COGNITIVE_ACTIONS_EXECUTE_URL = "https://api.cognitiveactions.com/actions/execute" # Hypothetical endpoint
action_id = "18715167-6d72-4a20-a390-f0c264231f7e" # Action ID for Perform Advanced Image Inpainting
# Construct the input payload based on the action's requirements
payload = {
"mask": "https://replicate.delivery/pbxt/Le6GAg8i6DrhZxvjibNmzKy4jPYEKIhH8DBZnUp2WAioguXI/bucket_mask.jpeg",
"image": "https://replicate.delivery/pbxt/Le6GAdIHbCc7u5RAFQ09dqJoROHEayxjWQbg9Hx16aY2fa9L/bucket.png",
"prompt": "a person wearing a white shoe, carrying a white bucket with text 'REPLICATE FLUX INPAINTING CONTROLNET' on it",
"numberOfOutputs": 10,
"outputFileFormat": "png",
"exactGuidanceScale": 3.5,
"negativeTextPrompt": "",
"outputImageQuality": 80,
"guidanceIntensityScale": 3.5,
"numberOfInferenceSteps": 28,
"controlnetAdjustmentScale": 0.9
}
headers = {
"Authorization": f"Bearer {COGNITIVE_ACTIONS_API_KEY}",
"Content-Type": "application/json"
}
try:
response = requests.post(
COGNITIVE_ACTIONS_EXECUTE_URL,
headers=headers,
json={"action_id": action_id, "inputs": payload} # Hypothetical structure
)
response.raise_for_status() # Raise an exception for bad status codes (4xx or 5xx)
result = response.json()
print("Action executed successfully:")
print(json.dumps(result, indent=2))
except requests.exceptions.RequestException as e:
print(f"Error executing action {action_id}: {e}")

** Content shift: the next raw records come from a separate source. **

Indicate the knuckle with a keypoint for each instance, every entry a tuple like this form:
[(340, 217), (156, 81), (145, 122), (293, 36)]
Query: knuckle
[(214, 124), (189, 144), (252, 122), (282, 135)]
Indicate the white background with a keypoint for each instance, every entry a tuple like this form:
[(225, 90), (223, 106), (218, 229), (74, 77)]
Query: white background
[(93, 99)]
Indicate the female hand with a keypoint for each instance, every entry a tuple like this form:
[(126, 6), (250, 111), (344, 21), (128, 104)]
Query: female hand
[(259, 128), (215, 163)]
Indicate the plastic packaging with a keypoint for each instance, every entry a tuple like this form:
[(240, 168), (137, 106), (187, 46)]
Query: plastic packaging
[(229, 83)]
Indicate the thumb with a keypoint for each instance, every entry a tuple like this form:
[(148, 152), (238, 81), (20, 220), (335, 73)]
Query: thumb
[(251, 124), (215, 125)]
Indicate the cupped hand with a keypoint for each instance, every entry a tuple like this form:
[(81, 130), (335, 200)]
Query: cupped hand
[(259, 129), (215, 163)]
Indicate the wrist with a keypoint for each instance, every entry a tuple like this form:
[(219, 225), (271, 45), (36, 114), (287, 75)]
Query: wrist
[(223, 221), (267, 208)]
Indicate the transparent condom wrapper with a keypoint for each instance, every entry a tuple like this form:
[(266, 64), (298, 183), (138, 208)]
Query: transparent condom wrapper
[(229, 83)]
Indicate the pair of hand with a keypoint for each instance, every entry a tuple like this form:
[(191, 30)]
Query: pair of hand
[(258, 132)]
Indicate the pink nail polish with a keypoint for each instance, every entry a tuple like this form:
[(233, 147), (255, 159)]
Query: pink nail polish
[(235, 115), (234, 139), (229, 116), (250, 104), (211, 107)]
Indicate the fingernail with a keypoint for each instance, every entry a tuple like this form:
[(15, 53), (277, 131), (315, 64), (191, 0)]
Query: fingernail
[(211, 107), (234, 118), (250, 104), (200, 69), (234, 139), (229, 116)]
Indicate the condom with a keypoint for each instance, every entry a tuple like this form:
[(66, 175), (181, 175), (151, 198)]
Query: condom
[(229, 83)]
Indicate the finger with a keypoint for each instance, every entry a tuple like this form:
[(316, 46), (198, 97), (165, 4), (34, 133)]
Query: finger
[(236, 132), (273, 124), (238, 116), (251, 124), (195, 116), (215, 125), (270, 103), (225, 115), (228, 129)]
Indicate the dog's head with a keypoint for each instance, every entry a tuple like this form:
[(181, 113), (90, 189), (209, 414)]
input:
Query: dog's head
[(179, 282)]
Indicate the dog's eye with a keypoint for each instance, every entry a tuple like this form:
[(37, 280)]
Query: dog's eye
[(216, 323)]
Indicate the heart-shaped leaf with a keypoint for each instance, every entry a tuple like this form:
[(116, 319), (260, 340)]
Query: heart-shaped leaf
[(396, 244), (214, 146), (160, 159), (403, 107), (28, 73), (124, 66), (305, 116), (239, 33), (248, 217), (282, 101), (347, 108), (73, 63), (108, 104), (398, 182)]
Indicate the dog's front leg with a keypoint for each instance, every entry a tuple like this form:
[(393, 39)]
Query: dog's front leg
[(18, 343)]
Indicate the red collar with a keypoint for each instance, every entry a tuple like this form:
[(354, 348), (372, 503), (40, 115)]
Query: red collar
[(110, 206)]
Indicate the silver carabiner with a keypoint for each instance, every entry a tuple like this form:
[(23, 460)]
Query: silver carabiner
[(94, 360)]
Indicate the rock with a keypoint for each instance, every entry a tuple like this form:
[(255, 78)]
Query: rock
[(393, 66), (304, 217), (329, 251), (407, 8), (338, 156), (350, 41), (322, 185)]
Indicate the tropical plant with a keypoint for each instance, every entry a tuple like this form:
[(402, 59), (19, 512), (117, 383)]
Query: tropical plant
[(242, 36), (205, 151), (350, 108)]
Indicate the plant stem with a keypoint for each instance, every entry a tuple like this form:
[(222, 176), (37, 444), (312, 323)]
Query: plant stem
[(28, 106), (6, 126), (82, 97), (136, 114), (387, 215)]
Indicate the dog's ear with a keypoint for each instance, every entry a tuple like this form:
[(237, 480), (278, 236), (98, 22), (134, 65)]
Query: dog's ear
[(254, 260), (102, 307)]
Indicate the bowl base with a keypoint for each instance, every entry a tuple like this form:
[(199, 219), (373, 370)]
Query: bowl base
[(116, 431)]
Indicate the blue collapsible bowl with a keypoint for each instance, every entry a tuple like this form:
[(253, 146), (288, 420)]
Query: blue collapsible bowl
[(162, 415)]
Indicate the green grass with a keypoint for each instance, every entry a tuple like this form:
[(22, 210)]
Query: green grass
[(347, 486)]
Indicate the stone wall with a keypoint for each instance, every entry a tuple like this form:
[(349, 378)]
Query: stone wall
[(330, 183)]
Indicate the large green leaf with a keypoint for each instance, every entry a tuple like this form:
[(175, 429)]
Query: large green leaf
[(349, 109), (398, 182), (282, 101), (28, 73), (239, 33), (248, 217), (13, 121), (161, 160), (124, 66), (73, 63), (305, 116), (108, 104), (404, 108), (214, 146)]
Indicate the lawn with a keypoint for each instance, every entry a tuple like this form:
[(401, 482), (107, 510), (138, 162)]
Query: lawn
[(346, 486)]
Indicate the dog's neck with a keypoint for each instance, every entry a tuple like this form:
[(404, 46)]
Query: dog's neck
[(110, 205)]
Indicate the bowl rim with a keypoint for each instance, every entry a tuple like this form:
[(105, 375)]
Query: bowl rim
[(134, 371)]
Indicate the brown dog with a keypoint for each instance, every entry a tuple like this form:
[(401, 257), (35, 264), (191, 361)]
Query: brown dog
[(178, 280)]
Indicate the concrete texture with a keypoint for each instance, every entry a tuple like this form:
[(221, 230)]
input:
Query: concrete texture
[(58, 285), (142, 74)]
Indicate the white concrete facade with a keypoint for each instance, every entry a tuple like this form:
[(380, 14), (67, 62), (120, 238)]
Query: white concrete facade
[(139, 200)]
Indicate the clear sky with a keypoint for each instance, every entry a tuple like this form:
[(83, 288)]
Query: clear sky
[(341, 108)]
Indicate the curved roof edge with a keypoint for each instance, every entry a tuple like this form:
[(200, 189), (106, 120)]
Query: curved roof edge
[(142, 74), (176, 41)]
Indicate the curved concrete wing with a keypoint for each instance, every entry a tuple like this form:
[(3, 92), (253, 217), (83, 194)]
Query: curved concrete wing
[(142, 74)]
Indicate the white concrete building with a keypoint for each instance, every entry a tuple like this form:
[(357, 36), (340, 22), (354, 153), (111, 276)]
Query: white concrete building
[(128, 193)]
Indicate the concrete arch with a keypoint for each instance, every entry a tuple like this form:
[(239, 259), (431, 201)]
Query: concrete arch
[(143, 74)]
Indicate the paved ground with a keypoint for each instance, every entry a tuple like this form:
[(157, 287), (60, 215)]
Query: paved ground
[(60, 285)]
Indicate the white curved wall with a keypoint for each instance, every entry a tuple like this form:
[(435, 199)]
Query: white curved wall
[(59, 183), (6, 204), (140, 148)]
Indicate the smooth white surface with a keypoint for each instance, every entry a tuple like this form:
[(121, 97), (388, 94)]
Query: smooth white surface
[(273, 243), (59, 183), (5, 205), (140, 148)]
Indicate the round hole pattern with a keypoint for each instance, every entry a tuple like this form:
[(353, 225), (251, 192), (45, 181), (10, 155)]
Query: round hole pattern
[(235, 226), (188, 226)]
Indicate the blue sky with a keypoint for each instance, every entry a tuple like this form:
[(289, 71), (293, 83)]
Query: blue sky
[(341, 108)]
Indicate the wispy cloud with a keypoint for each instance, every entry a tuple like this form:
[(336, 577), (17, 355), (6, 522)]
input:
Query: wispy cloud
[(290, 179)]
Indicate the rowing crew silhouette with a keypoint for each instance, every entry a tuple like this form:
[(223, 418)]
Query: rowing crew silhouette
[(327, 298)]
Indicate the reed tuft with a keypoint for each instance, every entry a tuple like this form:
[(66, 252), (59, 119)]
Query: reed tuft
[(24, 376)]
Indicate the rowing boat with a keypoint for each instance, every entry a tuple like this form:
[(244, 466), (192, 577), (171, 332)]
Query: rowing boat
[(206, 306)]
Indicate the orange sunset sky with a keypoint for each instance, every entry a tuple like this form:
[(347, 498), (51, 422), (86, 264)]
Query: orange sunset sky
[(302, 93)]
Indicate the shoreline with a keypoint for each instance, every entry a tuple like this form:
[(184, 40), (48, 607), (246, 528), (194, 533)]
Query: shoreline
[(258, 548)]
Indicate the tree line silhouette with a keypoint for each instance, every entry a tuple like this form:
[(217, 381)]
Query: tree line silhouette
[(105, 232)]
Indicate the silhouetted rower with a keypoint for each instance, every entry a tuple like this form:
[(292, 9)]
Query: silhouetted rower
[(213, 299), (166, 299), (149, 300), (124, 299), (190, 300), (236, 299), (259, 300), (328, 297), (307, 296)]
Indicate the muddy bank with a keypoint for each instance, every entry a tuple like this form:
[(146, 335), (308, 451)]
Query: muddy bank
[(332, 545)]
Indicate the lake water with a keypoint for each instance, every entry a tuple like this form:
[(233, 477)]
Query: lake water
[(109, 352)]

if e.response is not None:
print(f"Response status: {e.response.status_code}")
try:
print(f"Response body: {e.response.json()}")

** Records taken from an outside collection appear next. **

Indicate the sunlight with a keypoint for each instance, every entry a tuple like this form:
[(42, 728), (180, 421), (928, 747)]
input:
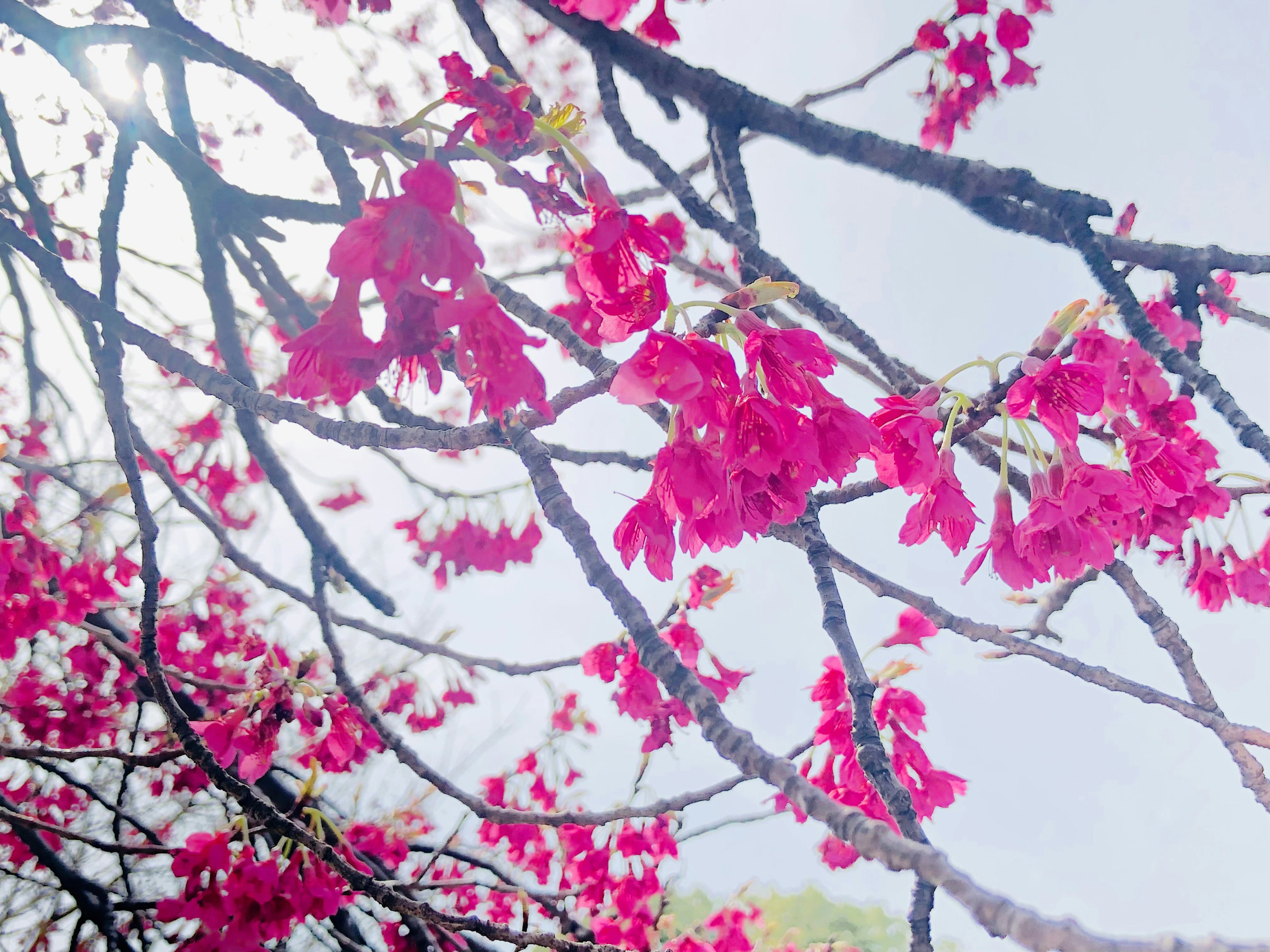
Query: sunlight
[(112, 69)]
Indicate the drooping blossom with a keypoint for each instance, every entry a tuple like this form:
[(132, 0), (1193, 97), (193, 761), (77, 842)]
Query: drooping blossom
[(470, 546), (1250, 580), (611, 13), (689, 475), (1060, 391), (943, 508), (413, 237), (762, 436), (646, 529), (906, 455), (842, 433), (578, 311), (786, 357), (658, 28), (1207, 579), (912, 627), (334, 357), (1014, 31), (663, 369), (491, 353), (1008, 564), (1048, 539), (931, 36), (610, 258), (500, 121)]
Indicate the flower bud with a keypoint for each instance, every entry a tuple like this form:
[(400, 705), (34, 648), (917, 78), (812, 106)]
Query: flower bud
[(747, 323), (762, 291)]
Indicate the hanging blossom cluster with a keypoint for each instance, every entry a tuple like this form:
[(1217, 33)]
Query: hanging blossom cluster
[(614, 873), (901, 716), (962, 63), (742, 454), (237, 900), (639, 694), (468, 546)]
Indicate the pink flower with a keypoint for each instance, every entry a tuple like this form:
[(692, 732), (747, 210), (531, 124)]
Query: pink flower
[(1047, 537), (610, 258), (784, 356), (398, 242), (1008, 564), (944, 509), (906, 455), (634, 310), (647, 529), (1249, 579), (969, 58), (581, 315), (1020, 73), (1124, 224), (501, 121), (912, 627), (491, 355), (931, 36), (658, 28), (721, 385), (1161, 470), (1061, 391), (663, 369), (334, 357), (842, 433), (1207, 579), (761, 436), (1014, 32), (611, 13), (1161, 313), (689, 476)]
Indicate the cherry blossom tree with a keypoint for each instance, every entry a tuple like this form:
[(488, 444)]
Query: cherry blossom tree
[(186, 724)]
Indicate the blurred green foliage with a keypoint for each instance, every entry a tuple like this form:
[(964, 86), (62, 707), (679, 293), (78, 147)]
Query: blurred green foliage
[(806, 918)]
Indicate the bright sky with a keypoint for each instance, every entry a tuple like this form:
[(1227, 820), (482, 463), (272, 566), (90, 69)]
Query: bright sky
[(1081, 803)]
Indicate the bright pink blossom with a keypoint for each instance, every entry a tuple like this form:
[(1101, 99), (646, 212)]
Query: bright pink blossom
[(334, 358), (1060, 391), (906, 455), (491, 355), (786, 357), (657, 27), (1207, 579), (647, 529), (402, 240), (943, 508), (1008, 564), (912, 627)]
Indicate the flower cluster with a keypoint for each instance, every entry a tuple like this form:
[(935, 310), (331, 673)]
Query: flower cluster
[(614, 870), (656, 28), (409, 246), (407, 695), (962, 78), (901, 716), (639, 695), (468, 545), (334, 735), (239, 900), (743, 454)]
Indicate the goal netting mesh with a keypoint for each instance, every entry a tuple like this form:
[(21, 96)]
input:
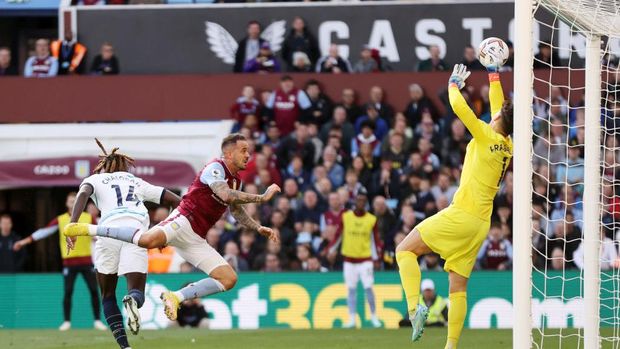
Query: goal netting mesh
[(561, 32)]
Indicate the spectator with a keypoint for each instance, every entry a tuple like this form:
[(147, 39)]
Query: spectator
[(437, 306), (430, 160), (105, 63), (608, 254), (287, 104), (69, 54), (259, 162), (428, 130), (296, 172), (297, 144), (264, 62), (11, 258), (372, 119), (349, 103), (400, 127), (386, 181), (248, 46), (417, 105), (271, 264), (496, 251), (299, 40), (6, 68), (396, 152), (292, 193), (275, 248), (366, 64), (366, 137), (434, 63), (430, 262), (470, 60), (332, 217), (386, 112), (192, 313), (333, 63), (310, 211), (41, 65), (386, 220), (314, 265), (301, 63), (320, 105), (287, 235), (339, 122), (244, 106), (454, 146), (335, 171), (444, 187)]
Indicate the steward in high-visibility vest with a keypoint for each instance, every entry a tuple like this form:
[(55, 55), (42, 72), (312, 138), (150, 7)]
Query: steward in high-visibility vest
[(69, 54)]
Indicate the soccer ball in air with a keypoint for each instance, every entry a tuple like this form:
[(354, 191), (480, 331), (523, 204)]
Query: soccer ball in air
[(493, 52)]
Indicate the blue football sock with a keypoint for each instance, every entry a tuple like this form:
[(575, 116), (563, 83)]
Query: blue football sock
[(137, 295), (115, 321)]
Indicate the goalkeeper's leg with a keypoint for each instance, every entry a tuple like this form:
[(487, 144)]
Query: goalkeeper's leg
[(458, 308), (407, 253)]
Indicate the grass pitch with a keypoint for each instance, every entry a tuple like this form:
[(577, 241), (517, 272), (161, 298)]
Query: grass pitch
[(267, 339), (272, 339)]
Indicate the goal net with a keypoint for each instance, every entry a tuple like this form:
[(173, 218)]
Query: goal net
[(567, 159)]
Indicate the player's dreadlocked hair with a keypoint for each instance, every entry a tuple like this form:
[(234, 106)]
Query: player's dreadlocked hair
[(112, 162)]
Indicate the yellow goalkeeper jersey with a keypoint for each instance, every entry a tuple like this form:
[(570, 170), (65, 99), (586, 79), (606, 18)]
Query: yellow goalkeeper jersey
[(488, 154)]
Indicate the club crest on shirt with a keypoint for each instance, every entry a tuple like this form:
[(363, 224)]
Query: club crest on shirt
[(499, 147)]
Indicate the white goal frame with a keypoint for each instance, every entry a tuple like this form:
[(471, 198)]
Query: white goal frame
[(522, 210)]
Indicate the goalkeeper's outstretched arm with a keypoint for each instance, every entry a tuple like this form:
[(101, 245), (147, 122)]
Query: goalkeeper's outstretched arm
[(496, 93), (458, 103)]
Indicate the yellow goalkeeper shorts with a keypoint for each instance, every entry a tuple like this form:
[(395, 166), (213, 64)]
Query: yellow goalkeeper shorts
[(456, 236)]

except json.JSONDecodeError:
print(f"Response body: {e.response.text}")
In this code snippet, replace YOUR_COGNITIVE_ACTIONS_API_KEY with your actual API key. The action ID corresponds to the inpainting action, and the payload is structured according to the input schema. The endpoint URL and request structure are illustrative and may vary based on the actual implementation.
Conclusion
The zsxkib/flux-dev-inpainting-controlnet Cognitive Actions provide developers with the tools necessary to perform advanced image inpainting seamlessly. By integrating these actions, you can enhance your applications with sophisticated image manipulation capabilities that are both powerful and easy to use. Consider exploring additional use cases such as content generation, artistic image editing, and more to fully leverage the potential of these Cognitive Actions.